Blanchard and Co. is one of two dealers offering the coins from an area where 11 treasure-laden ships of a Spanish fleet were smashed onto reefs by a hurricane on July 31, 1715. The other dealer is California-based Monaco Rare Coins.
John Albanese, a New Jersey-based coin expert who brokered the sales, said in an interview Friday that most of the 295 coins being offered were found by divers exploring the area last year on the 300th anniversary of the disaster.
(Excerpt) Read more at wtop.com ...
I live on the “Treasure Coast” which is called that because of the 1715 wreck. I remember reading about that find.
Wow...just sitting there waiting to be discovered for 300 years in 6 feet of water only 100 feet offshore. Incredible.
Ships of the 1715 fleet were heading to Spain from Havana when they encountered the hurricane near what is now Vero Beach. Some 1,000 people died in the maritime disaster.
That's some serious loss of life!
Really crude coins. Look at the edges...
The coins vary in denomination, size and shape. They were very crudely made. They were handmade, said Albanese, who added that the coins worth at the time they were made was based on their weight.
I guess the coins were struck, then the edges nibbled off to get to the correct weight.
Is it too early to talk to, ‘The Big Guy’ about my Christmas Wish List?
“Santa, Baby...”
I have one from the Atocha with a gold necklace bezel done by Mel Fishers jeweler. One of the first ones sold.
It would be really fun to own a gold coin from a shipwreck lost in the days of the pirates!
“I have one from the Atocha with a gold necklace bezel done by Mel Fishers jeweler. One of the first ones sold.”
I’m jealous ...
You have me beat. I do have a “piece of eight” that was minted in Potosi, Bolivia. I don’t remember the date as I have it stashed away. I bought maybe 45 years ago.
I had a 1715 coin but never an Atocha piece. I bet yours is beautiful. My husband is good friends with one of the guys who dove on the Atocha so I got to see a lot of what was brought up.
There is treasure off the coast of Crescent City
https://en.wikipedia.org/wiki/Brother_Jonathan_(steamer)
So did the .gov thieves get their pound of flesh? I imagine they did.
TREASURE PORN!!! It’s as good as gun porn! :-)
We have some other pieces that hubby found while diving off the coast here in California we sent them to a numismatist and he verified they were real. After research they determined they were from a ghost ship, a ship that disappeared but no one really knew where.
That’s super cool.
Interesting. I like that kind of stuff if you will.
Me too. That era has always fascinated me and then you add in my love for the sea. We have a sailboat that hubby used to dive. Now it’s my floating condo.
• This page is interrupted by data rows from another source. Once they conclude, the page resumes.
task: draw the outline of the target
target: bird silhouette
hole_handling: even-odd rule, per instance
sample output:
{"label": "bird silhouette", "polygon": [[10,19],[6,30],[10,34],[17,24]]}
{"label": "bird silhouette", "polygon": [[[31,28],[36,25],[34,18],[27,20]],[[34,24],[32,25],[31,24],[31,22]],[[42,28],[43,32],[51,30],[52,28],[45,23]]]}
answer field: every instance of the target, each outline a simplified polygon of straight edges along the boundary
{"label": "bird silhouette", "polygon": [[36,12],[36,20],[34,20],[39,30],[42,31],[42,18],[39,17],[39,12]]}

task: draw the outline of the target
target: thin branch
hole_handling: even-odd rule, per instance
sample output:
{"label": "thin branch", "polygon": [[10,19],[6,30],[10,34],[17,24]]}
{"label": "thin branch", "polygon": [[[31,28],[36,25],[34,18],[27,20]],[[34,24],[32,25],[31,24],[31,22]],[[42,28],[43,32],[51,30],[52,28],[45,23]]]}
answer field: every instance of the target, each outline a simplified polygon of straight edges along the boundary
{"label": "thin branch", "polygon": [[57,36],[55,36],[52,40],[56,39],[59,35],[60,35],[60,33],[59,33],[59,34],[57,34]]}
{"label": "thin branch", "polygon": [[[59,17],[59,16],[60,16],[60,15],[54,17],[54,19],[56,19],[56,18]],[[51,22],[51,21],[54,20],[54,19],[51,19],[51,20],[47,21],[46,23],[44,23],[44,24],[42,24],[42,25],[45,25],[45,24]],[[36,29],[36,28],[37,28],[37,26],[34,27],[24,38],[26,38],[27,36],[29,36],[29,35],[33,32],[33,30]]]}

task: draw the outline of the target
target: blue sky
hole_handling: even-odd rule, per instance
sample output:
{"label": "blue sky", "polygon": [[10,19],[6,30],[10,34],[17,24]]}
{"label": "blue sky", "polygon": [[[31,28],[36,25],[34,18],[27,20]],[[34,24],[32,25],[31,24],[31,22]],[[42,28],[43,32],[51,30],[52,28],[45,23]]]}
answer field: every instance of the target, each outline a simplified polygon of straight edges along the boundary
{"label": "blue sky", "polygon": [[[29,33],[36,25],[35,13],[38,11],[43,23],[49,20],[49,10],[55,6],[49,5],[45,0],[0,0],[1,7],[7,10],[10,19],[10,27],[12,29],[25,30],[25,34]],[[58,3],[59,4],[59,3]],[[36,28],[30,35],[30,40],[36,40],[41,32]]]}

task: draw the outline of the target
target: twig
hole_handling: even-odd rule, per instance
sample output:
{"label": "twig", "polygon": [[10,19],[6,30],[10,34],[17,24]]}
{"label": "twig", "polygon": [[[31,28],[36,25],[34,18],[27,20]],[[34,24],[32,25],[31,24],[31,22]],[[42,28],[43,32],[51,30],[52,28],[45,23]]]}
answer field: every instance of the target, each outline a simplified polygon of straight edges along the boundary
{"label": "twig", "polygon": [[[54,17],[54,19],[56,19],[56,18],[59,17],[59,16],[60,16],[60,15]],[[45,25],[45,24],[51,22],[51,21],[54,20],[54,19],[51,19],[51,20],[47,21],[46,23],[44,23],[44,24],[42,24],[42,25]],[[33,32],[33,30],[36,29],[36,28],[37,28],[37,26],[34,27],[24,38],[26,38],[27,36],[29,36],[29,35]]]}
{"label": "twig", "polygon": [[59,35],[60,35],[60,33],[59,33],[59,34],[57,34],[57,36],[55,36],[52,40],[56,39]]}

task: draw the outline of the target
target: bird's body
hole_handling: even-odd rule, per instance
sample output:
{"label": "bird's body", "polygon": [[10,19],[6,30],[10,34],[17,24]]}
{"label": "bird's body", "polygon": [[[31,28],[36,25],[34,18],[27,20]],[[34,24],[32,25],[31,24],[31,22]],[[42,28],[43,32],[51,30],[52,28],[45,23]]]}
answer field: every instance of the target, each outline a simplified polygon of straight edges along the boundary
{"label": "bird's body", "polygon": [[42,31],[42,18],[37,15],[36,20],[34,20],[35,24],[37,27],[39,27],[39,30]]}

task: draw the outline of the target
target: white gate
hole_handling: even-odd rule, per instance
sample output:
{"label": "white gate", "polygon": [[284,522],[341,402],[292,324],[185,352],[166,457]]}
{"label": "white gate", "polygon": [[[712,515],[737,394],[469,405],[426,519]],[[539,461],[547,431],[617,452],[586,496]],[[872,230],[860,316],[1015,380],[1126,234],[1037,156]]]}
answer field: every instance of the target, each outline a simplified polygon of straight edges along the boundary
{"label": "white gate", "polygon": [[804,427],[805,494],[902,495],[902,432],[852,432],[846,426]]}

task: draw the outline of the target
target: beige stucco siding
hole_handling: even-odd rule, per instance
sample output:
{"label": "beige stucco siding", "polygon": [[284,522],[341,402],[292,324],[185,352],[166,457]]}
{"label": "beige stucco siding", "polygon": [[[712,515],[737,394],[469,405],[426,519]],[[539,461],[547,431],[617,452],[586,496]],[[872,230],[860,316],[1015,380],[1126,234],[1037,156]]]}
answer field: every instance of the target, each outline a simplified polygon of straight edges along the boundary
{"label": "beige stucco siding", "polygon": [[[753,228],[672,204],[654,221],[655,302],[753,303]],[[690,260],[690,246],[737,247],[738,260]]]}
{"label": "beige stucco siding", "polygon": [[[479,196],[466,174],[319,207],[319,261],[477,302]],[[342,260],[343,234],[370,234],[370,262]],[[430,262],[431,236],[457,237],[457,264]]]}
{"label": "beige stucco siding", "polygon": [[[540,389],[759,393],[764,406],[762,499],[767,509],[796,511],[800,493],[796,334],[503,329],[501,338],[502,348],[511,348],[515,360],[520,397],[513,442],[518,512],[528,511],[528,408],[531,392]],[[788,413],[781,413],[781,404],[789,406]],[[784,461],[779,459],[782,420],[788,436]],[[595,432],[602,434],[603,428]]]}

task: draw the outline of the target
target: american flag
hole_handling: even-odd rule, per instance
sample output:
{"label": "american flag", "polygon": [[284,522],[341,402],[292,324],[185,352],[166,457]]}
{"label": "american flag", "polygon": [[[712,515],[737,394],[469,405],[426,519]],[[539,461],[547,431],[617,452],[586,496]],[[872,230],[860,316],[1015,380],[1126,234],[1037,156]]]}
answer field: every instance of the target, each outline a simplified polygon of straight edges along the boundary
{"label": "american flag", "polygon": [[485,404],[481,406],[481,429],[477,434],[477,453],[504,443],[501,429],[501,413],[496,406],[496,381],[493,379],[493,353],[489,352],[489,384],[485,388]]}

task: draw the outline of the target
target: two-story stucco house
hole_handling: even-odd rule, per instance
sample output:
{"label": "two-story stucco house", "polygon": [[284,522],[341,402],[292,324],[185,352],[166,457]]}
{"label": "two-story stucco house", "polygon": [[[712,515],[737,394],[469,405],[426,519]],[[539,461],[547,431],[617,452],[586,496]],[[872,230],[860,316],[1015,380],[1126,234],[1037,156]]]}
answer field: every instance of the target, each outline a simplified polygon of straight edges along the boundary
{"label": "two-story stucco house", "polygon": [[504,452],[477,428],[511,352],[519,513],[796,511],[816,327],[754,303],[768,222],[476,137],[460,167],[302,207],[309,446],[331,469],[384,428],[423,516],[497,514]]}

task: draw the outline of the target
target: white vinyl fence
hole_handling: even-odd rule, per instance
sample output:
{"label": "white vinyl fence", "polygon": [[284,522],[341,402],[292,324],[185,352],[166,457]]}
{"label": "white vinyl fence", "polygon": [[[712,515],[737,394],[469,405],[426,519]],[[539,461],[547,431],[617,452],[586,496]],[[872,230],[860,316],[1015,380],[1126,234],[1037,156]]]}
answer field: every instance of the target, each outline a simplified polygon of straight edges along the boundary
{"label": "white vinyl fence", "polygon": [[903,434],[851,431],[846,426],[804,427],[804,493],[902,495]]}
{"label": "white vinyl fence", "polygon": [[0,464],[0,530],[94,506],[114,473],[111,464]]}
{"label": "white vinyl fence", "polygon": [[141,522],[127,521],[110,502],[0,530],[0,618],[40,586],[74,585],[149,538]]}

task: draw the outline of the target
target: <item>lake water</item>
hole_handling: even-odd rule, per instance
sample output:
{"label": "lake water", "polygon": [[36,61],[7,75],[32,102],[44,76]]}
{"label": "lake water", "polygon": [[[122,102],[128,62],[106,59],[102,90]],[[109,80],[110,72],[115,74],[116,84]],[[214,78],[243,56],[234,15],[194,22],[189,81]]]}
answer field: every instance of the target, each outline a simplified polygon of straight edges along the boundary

Rarely take it out.
It was very interesting to hear about the dive.
Note: this topic is from . Thanks nickcarraway.
No.
They are ‘cobs.’
A chunk of approximately the right weight was literally cut off bar gold (or silver) with chisel, then the chunk put in the die and struck. If enough of the markings appeared on the cob, it was legal tender and issued.
But, yes, if the cob was overweight, they’d clip off a piece.